The matchbox I got a hold of had a few matches in it. In work I started trying to glue them together but it didn’t really work. At home I happened to look behind the fire guard in front of one of our fireplaces and found a load of spent matches. I gathered them up, cut off the burnt heads and made an abstract sculpture. Fun times.
I bought some thin cotton cord recently with a view to doing some small scale macrame. Some years ago, I got stuck into macrame with paracord: a kind of man-macrame. I enjoyed it for a while and made some interesting things. The nylon-based paracord came in different colours and one could create interesting patterns. Finishing paracord projects was easy too, With nylon cord, a bit of a flame sealed the ends of the cord and stopped fraying.
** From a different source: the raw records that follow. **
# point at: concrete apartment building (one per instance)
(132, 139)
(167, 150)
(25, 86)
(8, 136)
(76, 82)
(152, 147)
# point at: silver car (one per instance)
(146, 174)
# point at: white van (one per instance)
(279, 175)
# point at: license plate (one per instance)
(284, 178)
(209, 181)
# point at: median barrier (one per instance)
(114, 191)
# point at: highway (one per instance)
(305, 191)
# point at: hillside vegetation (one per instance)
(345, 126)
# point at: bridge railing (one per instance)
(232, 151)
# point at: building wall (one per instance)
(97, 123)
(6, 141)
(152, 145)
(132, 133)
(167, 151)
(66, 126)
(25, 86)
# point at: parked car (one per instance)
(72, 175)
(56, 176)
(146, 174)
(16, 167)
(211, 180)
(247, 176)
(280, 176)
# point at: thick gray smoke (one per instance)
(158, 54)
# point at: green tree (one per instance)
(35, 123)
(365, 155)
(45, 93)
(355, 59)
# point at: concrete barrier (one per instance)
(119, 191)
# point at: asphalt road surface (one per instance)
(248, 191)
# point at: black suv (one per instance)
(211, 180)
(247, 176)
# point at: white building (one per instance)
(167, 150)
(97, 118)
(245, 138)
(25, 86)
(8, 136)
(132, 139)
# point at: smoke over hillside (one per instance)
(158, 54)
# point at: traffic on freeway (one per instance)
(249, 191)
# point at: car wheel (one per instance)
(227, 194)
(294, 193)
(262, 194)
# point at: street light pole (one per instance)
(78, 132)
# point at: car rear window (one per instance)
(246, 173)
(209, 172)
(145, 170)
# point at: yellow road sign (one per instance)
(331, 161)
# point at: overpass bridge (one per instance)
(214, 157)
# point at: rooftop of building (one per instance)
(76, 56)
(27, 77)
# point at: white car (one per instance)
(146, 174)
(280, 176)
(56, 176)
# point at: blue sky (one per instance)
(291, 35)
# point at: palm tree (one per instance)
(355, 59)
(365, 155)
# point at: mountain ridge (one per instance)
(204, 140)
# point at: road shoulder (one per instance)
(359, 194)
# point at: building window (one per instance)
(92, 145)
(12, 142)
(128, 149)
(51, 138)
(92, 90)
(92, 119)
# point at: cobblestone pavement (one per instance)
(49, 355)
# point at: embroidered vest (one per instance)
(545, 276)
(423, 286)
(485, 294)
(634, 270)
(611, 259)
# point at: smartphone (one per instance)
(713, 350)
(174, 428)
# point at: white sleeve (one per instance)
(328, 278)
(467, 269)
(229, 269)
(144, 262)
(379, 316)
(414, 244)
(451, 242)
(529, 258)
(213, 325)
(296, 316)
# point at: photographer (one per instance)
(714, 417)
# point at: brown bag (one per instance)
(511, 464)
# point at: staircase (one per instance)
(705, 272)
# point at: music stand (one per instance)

Finishing projects made with cotton cord is a bit more challenging. On YouTube I found a few methods involving either glue or sewing the loose ends into the knotted part.
The other thing I wasn’t sure about was how to create a tightening mechanism for, say, a macrame bracelet. YouTube, again, provided the answer. I gave it a go today. So, you make the bracelet. I made a simple square knot one. Then you do a further tight sinnet of square knots around the loose ends and put a stopper knot or a bead at the end of the loose ends so that they don’t get pulled through the sinnet. Simple, when you know how.
Today’s architectural drawing/painting is of Haddon Hall in Derbyshire, England, found on p186 of Rice’s Architectural Primer.
Apart from getting used to drawing buildings, the other benefit of this exercise is getting used to watercolours. That’s very useful.